Results: 13/13 residents (100% response rate) and 14/21 faculty (67% response rate) completed the survey. Residents and faculty disagreed on whether AAC improved understanding of anatomy (4.2 vs 2.1, p<0.01) respectively, or had a positive impact on general resident education (4.2 vs 2.4, p<0.01). However, both agreed that AAC allowed residents to spend less time contouring (4.6 vs 4.3, p=0.22) and improved workflow from simulation to plan approval (4.4 vs 3.9, p=0.13). Both were relatively neutral on the quality of AAC contours (3.4 vs 2.6, p=0.06). Residents and faculty also agreed that AAC improved understanding of standardized OAR nomenclature (4.1 vs 3.2, p=0.02) and positively contributed to clinic (4.8 vs 3.6, p< 0.01) and resident wellbeing (4.6 vs 3.4, p< 0.01), though at varying levels. On objective analysis of 113 imaging studies with AAC, there were 1526 edited OARs, of which 1479 (96.9%) were first edited by residents. Thematic analysis of faculty responses highlighted inaccuracies of AAC OARs, with concern that the lack of OAR contouring repetition may translate into inadequate experience with and knowledge of CT anatomy. Residents highlighted that although AACs were imperfect and require review and revision, the time saved improved quality of life and could be better channeled into other educational endeavors.

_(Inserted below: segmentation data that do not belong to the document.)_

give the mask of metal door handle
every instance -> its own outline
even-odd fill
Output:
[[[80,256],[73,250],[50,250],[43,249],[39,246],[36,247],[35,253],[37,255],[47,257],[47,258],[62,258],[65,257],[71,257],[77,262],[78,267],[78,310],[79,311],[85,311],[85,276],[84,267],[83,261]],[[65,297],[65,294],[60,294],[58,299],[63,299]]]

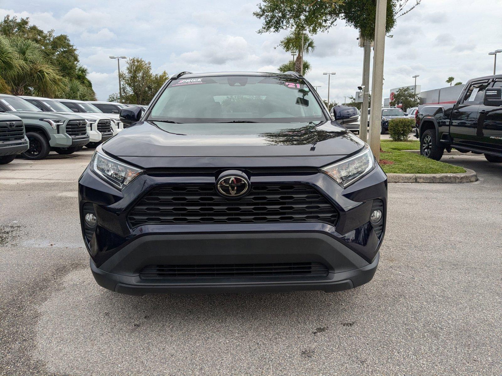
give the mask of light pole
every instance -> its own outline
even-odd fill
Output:
[[[323,74],[328,75],[328,109],[329,109],[329,79],[332,74],[336,74],[336,72],[331,72],[330,73],[324,72]]]
[[[302,30],[302,61],[300,63],[302,63],[301,66],[300,67],[300,74],[303,75],[303,37],[307,33],[307,30]],[[329,90],[329,88],[328,88],[328,90]]]
[[[416,74],[415,76],[412,76],[412,78],[415,79],[415,86],[413,87],[413,94],[417,94],[417,77],[420,77],[420,75]]]
[[[488,55],[493,55],[493,74],[495,74],[495,70],[497,67],[497,54],[499,52],[502,52],[502,50],[495,50],[492,52],[488,53]]]
[[[110,59],[117,59],[117,66],[118,67],[118,101],[122,103],[122,87],[120,86],[120,59],[127,59],[127,56],[108,56]]]
[[[374,55],[371,82],[371,110],[369,114],[369,147],[377,161],[380,160],[380,132],[384,86],[384,55],[387,0],[376,0],[375,15]]]

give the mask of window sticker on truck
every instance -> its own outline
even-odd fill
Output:
[[[475,89],[472,89],[472,92],[471,93],[470,96],[469,97],[469,99],[467,99],[467,102],[472,102],[474,101],[474,98],[476,98],[476,94],[477,94],[477,92],[479,91],[479,88],[476,88]]]

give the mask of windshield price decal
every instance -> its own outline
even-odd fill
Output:
[[[303,87],[303,85],[300,85],[295,82],[285,82],[284,86],[291,89],[301,89]]]
[[[176,81],[175,84],[174,84],[173,86],[183,86],[185,85],[194,85],[194,84],[205,84],[202,81],[202,78],[191,78],[187,80],[180,80]]]

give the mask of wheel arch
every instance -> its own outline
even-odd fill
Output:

Conclusion: Residents and faculty disagree on whether AAC affects understanding of OARs, specifically highlighting the imprecision of AI auto contours. However, most agree that there has been a positive impact on clinic and overall education. Improving the integration and understanding of AAC-derived OARs during contouring will be crucial for improving resident training and ensuring high-quality care delivery in the AI era.